Sería injusto valorar las actuaciones arbitrales que el Granada CF ha tenido desde que está en Primera División como favorables para la entidad rojiblanca. Los granadinos han jugado casi todos los partidos con un marcador ajustado y determinadas acciones dudosas podrían haber favorecido al equipo granadino, lo cual nunca ha sucedido.

En paralelo, ayer nos visitó uno de los grandes del fútbol mundial, el FC Barcelona, una de esas escuadras a las que la fortuna siempre les favorece en el momento más inoportuno, cuando el rival menos se lo espera, como si se tratara de una casualidad elaborada y diseñada para ser ejecutada dentro de un plan perfecto.

Y vino a Los Cármenes una entidad que, de una manera u otra, le tiene ganas al Granada CF. Recuerden el caso Dos Santos en el que los rojiblancos le sacaron los colores a los azulgranas y a la RFEF, que ha cambiado el Código Disciplinario hacia lo que el Granada CF exigía. De hecho, en 2010 el artículo 55.6 de dicho código decía así «Cuando un jugador pudiera ser reglamentariamente alineado en competiciones diversas y hubiera sido sancionado en una de ellas con suspensión, no serán computables para su cumplimiento los encuentros que su club dispute en otra distinta a aquélla en la que se cometió la falta, si el sancionado no hubiese intervenido, al menos, en tres partidos correspondientes a la misma, y actuado, en cada uno de ellos, por tiempo no inferior a cuarenta y cinco minutos».

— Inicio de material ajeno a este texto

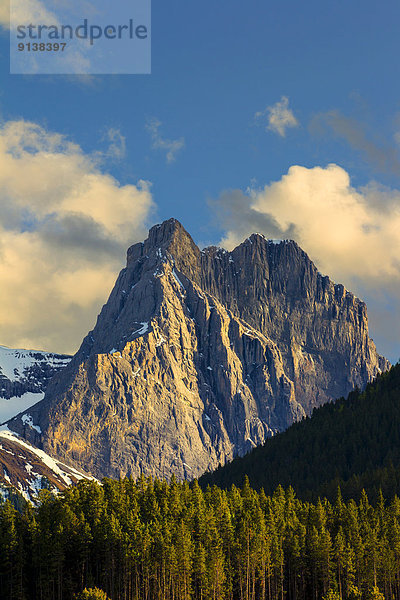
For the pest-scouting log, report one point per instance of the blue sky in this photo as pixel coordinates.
(215, 65)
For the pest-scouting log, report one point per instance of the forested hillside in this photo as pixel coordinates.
(353, 442)
(153, 540)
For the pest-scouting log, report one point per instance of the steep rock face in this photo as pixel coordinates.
(198, 356)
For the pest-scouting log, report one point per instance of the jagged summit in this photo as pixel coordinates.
(201, 355)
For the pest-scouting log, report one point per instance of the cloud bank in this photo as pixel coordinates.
(64, 228)
(351, 234)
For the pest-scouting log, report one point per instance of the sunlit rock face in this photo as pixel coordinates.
(201, 355)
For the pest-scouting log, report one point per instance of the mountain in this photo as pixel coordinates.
(201, 355)
(352, 443)
(26, 470)
(24, 375)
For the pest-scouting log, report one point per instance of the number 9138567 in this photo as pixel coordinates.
(42, 47)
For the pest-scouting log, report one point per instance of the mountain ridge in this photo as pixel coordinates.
(201, 355)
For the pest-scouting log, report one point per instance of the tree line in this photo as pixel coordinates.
(353, 443)
(153, 540)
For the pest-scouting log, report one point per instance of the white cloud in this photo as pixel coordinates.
(64, 229)
(278, 116)
(25, 11)
(170, 147)
(351, 234)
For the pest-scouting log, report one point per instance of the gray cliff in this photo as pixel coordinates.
(201, 355)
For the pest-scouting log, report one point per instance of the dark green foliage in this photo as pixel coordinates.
(353, 443)
(149, 540)
(92, 594)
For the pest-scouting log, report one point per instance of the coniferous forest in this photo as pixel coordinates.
(353, 443)
(154, 540)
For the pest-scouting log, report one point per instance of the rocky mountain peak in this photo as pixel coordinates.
(200, 355)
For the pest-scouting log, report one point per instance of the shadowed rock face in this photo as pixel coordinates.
(200, 355)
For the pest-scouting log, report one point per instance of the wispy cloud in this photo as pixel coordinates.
(351, 233)
(278, 117)
(158, 142)
(64, 229)
(382, 154)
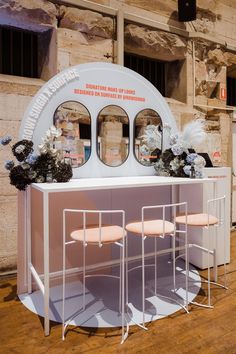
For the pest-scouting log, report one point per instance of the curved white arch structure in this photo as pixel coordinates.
(96, 85)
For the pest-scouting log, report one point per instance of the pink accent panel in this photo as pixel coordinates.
(21, 246)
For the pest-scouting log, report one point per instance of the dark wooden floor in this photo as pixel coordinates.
(202, 331)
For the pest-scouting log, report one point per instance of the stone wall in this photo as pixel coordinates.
(198, 53)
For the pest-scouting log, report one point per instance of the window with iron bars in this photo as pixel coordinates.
(231, 91)
(153, 70)
(18, 52)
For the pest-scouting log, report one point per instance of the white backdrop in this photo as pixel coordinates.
(96, 85)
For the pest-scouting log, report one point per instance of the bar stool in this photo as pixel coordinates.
(97, 234)
(214, 217)
(159, 228)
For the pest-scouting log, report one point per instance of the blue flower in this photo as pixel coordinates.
(9, 164)
(5, 140)
(187, 169)
(31, 159)
(191, 157)
(177, 149)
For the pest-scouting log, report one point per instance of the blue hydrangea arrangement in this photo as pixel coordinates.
(30, 167)
(179, 160)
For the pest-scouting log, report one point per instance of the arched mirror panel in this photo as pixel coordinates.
(75, 141)
(112, 135)
(147, 137)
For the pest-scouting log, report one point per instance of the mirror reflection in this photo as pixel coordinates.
(75, 142)
(148, 136)
(113, 135)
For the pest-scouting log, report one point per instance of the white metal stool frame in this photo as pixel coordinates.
(215, 207)
(173, 207)
(121, 277)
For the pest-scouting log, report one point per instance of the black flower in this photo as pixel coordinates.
(22, 149)
(63, 172)
(19, 177)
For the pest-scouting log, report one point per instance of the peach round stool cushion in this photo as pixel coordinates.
(197, 219)
(109, 234)
(151, 227)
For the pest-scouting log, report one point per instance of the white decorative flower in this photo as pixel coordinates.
(199, 161)
(152, 137)
(144, 150)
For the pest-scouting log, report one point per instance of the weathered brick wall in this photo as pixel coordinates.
(83, 36)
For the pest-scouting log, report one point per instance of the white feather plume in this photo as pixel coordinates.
(193, 133)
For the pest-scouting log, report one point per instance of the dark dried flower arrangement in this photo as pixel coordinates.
(48, 166)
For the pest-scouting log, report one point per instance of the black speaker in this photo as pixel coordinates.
(187, 10)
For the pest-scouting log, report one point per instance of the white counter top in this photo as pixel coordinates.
(84, 184)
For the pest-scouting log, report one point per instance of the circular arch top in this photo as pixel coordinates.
(97, 85)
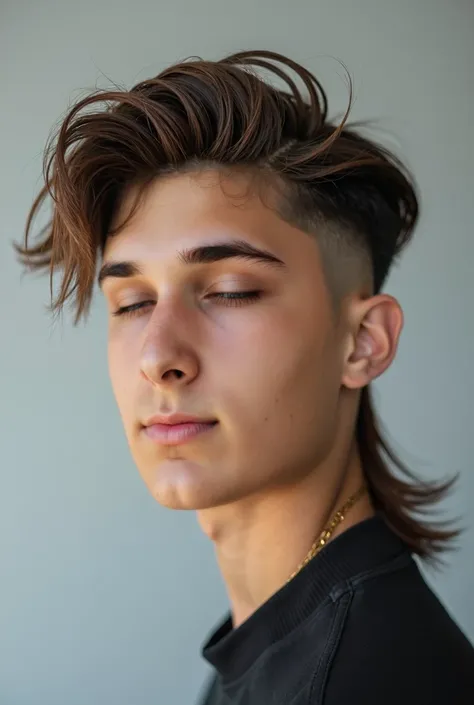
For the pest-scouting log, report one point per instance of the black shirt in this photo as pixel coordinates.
(357, 626)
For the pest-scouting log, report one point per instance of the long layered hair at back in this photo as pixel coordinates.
(225, 113)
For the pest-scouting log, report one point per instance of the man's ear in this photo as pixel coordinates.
(376, 324)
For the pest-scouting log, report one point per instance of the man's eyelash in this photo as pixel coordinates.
(233, 298)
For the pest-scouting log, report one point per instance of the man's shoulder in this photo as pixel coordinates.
(399, 641)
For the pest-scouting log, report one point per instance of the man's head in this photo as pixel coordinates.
(276, 370)
(156, 187)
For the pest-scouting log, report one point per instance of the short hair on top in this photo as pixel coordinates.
(353, 194)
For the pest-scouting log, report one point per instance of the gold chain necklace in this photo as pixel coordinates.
(326, 534)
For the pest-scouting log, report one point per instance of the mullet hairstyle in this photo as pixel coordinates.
(223, 114)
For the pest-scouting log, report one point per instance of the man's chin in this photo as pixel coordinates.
(182, 484)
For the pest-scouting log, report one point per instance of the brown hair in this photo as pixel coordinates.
(198, 113)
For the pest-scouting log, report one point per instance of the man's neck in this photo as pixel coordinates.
(261, 541)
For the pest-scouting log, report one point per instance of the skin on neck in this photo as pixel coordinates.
(281, 373)
(260, 542)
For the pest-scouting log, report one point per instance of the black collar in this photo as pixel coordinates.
(358, 549)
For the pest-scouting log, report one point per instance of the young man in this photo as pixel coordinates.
(242, 243)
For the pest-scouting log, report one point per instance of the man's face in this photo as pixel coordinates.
(267, 368)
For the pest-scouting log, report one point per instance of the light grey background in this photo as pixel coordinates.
(105, 596)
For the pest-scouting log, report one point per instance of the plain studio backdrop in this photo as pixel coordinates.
(105, 596)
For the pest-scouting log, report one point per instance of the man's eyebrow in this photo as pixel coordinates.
(204, 254)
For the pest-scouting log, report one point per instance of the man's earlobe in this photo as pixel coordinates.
(375, 341)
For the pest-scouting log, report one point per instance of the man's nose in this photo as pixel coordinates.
(168, 356)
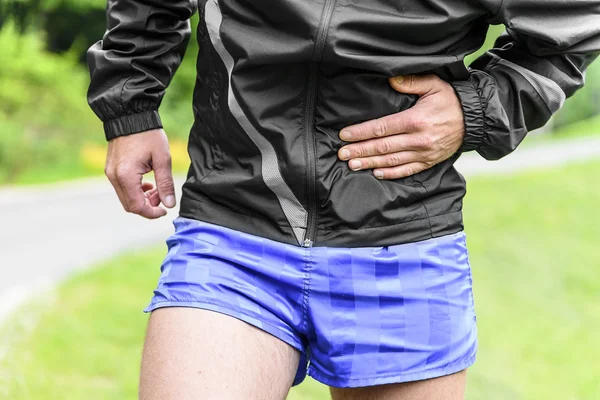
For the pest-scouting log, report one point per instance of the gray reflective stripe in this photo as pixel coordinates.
(549, 91)
(293, 210)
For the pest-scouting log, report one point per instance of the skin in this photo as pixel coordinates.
(450, 387)
(180, 353)
(193, 354)
(411, 141)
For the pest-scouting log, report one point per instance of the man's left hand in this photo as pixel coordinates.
(411, 141)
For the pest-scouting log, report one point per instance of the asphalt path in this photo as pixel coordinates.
(48, 232)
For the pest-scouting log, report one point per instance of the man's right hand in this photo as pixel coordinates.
(129, 158)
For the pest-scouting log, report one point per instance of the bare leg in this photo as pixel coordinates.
(197, 354)
(451, 387)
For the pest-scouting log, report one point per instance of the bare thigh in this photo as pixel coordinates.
(451, 387)
(197, 354)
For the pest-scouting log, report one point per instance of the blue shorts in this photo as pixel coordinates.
(359, 316)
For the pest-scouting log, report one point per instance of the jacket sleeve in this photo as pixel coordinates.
(534, 66)
(131, 67)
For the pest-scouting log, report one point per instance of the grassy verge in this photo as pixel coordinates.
(533, 242)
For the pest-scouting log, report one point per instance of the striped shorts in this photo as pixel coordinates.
(359, 316)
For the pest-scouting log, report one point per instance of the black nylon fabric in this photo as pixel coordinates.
(305, 69)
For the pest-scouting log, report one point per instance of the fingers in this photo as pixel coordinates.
(383, 161)
(401, 171)
(128, 185)
(388, 145)
(161, 164)
(406, 121)
(417, 84)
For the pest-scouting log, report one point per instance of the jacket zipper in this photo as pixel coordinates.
(309, 134)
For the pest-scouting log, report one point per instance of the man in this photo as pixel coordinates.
(321, 221)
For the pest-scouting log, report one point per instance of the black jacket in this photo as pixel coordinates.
(278, 79)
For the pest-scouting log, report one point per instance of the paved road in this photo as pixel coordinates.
(47, 232)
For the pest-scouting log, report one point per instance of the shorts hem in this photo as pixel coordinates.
(235, 313)
(330, 380)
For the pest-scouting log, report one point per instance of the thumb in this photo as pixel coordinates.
(415, 84)
(161, 163)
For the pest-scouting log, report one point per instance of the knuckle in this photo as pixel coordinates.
(163, 161)
(134, 207)
(358, 151)
(121, 173)
(394, 159)
(379, 128)
(410, 81)
(408, 171)
(383, 147)
(423, 141)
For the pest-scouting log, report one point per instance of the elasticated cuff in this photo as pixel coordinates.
(475, 130)
(132, 123)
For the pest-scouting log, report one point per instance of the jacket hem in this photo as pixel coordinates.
(472, 107)
(132, 123)
(404, 232)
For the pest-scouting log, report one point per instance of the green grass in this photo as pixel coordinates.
(533, 243)
(587, 127)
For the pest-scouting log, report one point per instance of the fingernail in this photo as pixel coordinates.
(345, 135)
(355, 165)
(345, 154)
(170, 201)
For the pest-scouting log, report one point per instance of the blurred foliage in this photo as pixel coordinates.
(43, 114)
(44, 117)
(536, 282)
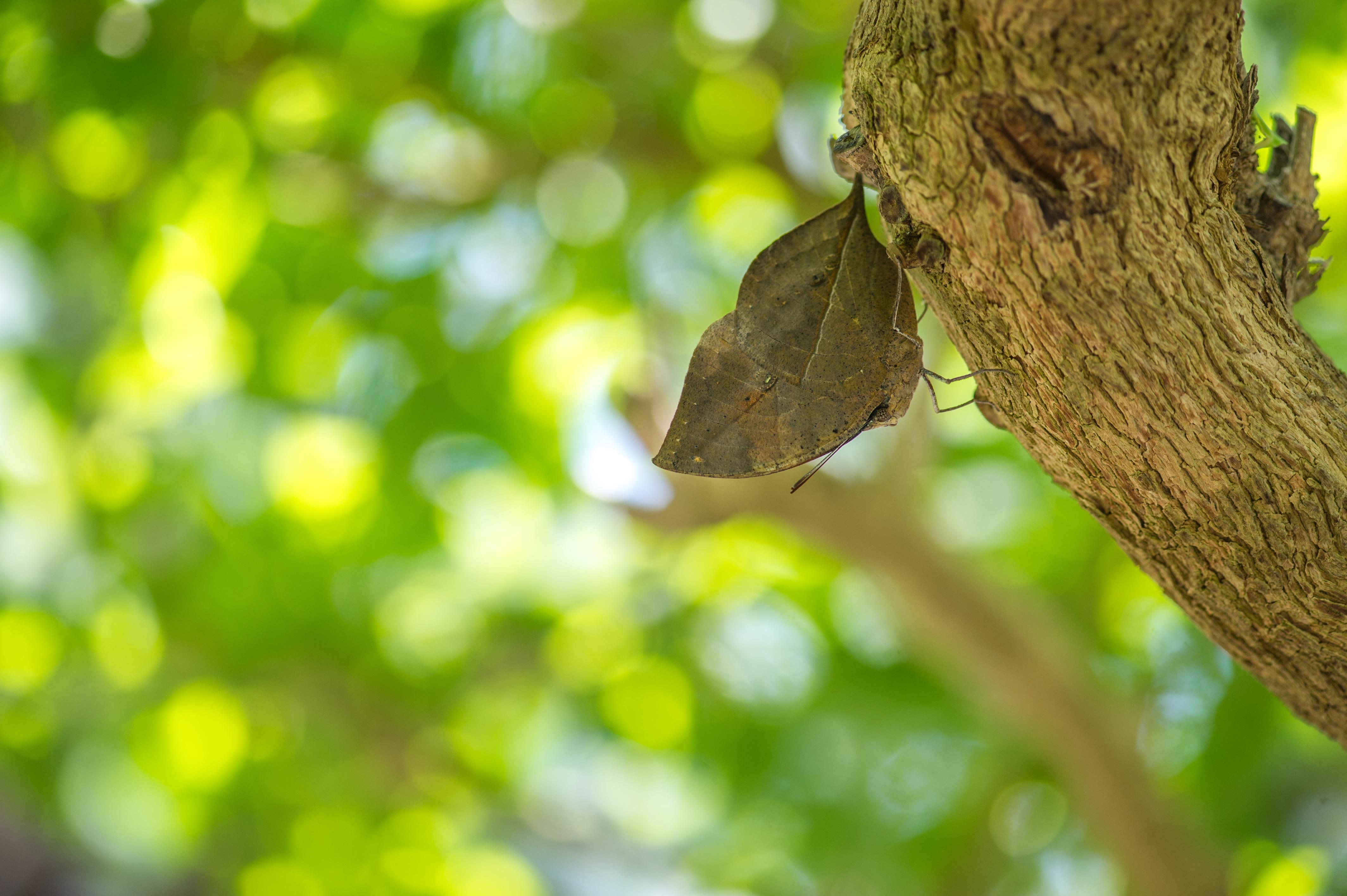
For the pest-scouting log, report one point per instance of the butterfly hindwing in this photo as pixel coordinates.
(803, 362)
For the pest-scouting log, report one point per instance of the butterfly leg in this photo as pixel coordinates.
(927, 375)
(899, 331)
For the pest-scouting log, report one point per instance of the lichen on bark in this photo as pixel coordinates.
(1092, 173)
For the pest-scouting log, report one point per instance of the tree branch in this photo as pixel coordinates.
(1089, 168)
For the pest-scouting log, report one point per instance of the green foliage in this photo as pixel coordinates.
(320, 321)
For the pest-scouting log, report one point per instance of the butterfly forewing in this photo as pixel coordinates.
(802, 363)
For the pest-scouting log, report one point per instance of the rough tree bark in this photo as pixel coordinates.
(1090, 169)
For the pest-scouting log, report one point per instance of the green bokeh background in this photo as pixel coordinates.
(328, 329)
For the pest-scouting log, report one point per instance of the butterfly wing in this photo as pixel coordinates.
(802, 363)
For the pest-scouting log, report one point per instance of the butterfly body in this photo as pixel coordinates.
(821, 347)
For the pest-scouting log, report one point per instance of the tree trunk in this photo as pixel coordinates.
(1090, 169)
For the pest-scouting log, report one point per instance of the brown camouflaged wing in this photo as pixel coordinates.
(809, 358)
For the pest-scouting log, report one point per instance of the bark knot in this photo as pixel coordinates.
(1069, 176)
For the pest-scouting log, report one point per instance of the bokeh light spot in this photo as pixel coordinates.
(123, 30)
(321, 467)
(650, 702)
(582, 200)
(97, 157)
(1302, 872)
(293, 107)
(278, 15)
(741, 208)
(203, 735)
(545, 15)
(419, 9)
(126, 640)
(733, 21)
(1027, 817)
(32, 643)
(120, 813)
(493, 871)
(219, 147)
(764, 654)
(114, 465)
(422, 154)
(428, 622)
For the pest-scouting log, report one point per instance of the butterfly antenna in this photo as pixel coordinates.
(826, 459)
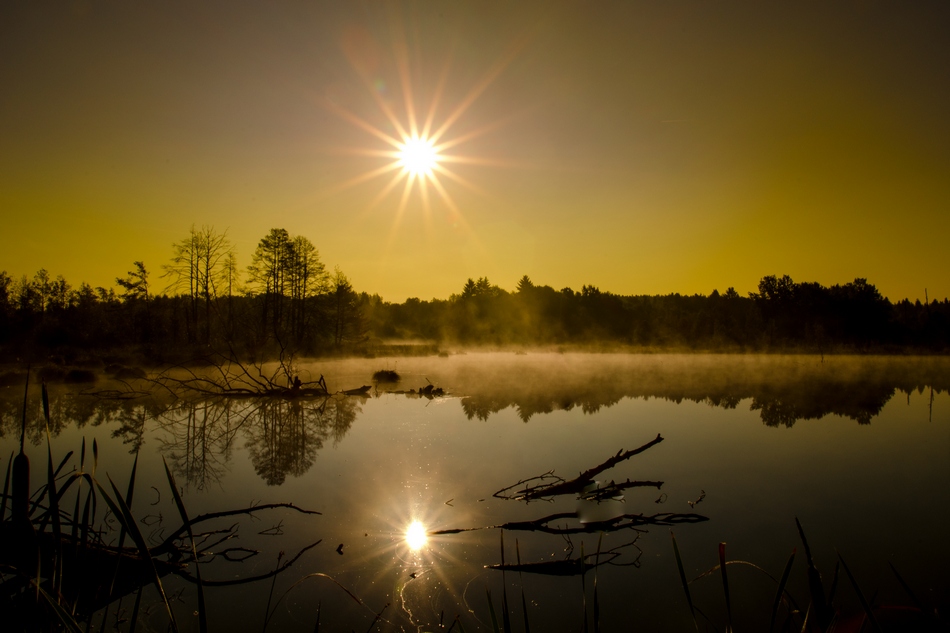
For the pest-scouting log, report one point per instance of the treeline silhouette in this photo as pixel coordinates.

Y en esta temporada, el artículo 55.3 del código disciplinario dice así: «Cuando se trate de futbolistas que pudieran ser reglamentariamente alineados en otros equipos de la cadena del principal o en alguno de los equipos de un club patrocinador, el futbolista sancionado no podrá intervenir en ninguno de estos equipos o clubes, hasta que transcurra, en la categoría en la que se cometió dicha infracción, el número de partidos a que haga méritos la sanción». Con este artículo, no queda duda alguna de lo que el Granada CF reclamaba, aunque el reconocimiento público del error ya no favorece a los rojiblancos. Como algunos errores arbitrales, cuando se ven por la televisión.

Se puede afirmar, por tanto, sin riesgo a equivocarse, que ayer el Granada CF pagó ayer parte de su culpa por pleitear con uno de los grandes del fútbol español y con el máximo organismo federativo de España. La chulesca actitud de Muñiz Fernández, antes, durante y después del partido demuestra que aunque el Granada CF hubiera hecho un partido antológico el colegiado parecía tener escrito quién debía obtener los tres puntos. Y, casualidades de la vida, el FC Barcelona siempre encontró un favor arbitral en los momentos del partido en los que más lo necesitaba.